Regulators went to an average of seven law firms a month in the past year following up concerns about a lack of anti-money laundering policies.

In its first report as a professional supervisor, the Solicitors Regulation Authority said it made a total of 85 visits in the period and carried out a further 168 desk-based reviews.

The most common reason for non-compliance with anti-money laundering regulations was not having a proper risk assessment in place, poor client due diligence and insufficient checks on the source of funds. Other reasons for rule breaches were a failure of staff to follow procedures, inadequate training or supervision, and poor AML policies.

In total 273 reports of potential AML breaches were made to the SRA, with 29 enforcement actions resulting in fines of £160,000 being issued. The regulator also made 39 suspicious activity reports to the National Crime Agency.

SRA board chair Anna Bradley said: ‘I know from our discussions with local law societies that meeting their obligations is something that matters a lot to the profession. The overwhelming majority want to do the right thing, but there is still a small but nonetheless significant proportion of firms which are just not doing enough to prevent money laundering.

‘As well as allowing criminals to profit from their actions, they undermine the trust consumers place in the profession, damaging confidence in the rule of law and the administration of justice.’

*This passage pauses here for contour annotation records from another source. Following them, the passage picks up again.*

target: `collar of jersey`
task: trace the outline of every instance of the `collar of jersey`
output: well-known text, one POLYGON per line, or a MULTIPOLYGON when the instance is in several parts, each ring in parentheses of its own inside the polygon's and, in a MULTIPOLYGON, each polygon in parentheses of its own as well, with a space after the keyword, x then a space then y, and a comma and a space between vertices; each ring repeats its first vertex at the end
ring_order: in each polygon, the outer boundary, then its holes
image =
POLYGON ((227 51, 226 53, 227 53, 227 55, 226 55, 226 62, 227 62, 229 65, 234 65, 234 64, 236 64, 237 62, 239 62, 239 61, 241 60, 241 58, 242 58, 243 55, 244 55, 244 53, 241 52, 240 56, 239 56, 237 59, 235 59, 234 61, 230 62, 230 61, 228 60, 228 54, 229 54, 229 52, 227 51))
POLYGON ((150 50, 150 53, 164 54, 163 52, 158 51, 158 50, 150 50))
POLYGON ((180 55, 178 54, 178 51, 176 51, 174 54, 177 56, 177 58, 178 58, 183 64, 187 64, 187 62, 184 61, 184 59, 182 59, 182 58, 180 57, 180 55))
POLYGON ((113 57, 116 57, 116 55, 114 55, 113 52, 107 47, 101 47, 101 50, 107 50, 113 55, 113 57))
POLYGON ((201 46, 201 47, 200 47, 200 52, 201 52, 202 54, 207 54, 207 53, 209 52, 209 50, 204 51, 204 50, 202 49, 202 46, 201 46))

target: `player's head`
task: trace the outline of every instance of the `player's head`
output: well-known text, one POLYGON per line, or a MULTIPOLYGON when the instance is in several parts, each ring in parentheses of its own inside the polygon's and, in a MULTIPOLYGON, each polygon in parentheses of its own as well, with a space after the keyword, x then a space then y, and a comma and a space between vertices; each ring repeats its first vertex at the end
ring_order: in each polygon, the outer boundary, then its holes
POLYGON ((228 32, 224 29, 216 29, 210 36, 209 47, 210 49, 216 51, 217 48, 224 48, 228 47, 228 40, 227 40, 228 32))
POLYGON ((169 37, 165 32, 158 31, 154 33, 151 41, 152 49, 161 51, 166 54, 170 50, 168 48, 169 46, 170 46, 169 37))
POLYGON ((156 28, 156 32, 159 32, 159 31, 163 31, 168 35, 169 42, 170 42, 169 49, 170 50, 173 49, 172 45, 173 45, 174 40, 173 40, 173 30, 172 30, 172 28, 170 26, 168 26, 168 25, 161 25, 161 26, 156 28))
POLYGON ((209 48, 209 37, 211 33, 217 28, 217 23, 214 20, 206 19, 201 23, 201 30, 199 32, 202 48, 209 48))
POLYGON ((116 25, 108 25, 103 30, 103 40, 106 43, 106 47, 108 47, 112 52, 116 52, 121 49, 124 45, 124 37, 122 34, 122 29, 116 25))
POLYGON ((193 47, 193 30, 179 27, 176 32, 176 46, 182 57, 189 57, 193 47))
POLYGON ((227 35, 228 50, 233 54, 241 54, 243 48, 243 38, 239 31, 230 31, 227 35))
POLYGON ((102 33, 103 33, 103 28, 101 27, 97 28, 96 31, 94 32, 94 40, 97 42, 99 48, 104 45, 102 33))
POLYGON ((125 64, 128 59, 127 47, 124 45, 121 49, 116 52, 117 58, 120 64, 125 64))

The supervisor report is a requirement placed on all relevant regulators by the money laundering regulations and guidance by the Office for Professional Body Anti-money laundering Supervision (OPBAS) and HM Treasury.

The SRA says that more than 6,500 firms are captured by the scope of the AML regulations – particularly those working in conveyancing.

The regulator fined more than a dozen firms in rapid succession over the summer for providing their AML declaration – a firm-wide risk assessment – more than a year past the deadline for doing so.